Linda Martini, Passa-Montanhas – Irei desenvolver mais em breve sobre Passa-Montanhas, mas o que posso dizer, para já, é que depois do desapontante ERRÔR, os Linda Martini voltaram à carga. A minha conversa com a banda pode ser lida no Rimas e Batidas.
Diogo, Saudades das Raves a que Não Fui… – EP preenchido na sua totalidade por jarda. Ouçam. De devoção total à rave.
c-mm, Dar a volta – Do seio do coletivo GRAVV., os c-mm revelam ser mais um caso sério de potencial a brotar da Linha de Sintra. O tipo de música rock que só pode ser feito por miúdos que cresceram com a Internet a curtir de bandas como Duster ou Black Country, New Road.
himalion, WYSIATI – Bonito, quentinho, primaveril, sensível. O novo álbum de Diogo Sarabando presenteia-nos com indie folk com tendências mais constantemente deliciosas que o seu predecessor – o estranhamente subvalorizado BLOOMING (2021).

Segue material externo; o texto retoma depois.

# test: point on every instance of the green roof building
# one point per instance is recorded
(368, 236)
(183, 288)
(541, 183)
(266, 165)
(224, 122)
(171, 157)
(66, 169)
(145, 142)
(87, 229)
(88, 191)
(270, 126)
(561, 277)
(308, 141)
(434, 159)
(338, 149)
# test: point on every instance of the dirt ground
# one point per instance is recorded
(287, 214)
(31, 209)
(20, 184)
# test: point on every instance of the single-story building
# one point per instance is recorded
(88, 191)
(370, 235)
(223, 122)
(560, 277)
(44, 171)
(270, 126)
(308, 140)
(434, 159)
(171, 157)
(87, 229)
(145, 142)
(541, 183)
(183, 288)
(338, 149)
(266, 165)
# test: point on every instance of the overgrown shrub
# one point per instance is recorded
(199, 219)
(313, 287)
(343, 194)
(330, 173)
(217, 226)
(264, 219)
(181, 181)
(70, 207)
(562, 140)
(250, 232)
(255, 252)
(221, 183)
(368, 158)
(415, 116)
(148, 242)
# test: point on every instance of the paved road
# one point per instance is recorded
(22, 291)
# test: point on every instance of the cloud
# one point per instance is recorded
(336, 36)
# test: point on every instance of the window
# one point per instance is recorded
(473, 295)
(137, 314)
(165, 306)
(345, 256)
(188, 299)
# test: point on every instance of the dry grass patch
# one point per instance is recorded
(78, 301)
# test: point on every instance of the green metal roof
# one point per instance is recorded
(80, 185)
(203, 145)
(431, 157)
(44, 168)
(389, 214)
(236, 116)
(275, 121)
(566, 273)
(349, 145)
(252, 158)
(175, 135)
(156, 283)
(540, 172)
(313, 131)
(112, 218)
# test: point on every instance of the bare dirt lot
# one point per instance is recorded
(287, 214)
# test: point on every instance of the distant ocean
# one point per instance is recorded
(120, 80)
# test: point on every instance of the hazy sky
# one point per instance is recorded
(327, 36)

Tomé drum core – O camara Tomé voltou aos projetos e drum core é uma espécie de compilação de canções construídas através de linhas de baterias cortadas e coladas entre si. Tal como no fenomenal Quando Voltar ao Chão de 2024, ao escutarmos drum core ficamos perdido no tempo, no espaço, desconcentrados entre a dança e a transcendência. Mais uma vez, um lembrete: Tomé Silva é um melhores e mais fascinantes produtores da música portuguesa da atualidade. O Panda Bear e a Maria Reis concordam, claramente. É bom que vocês também.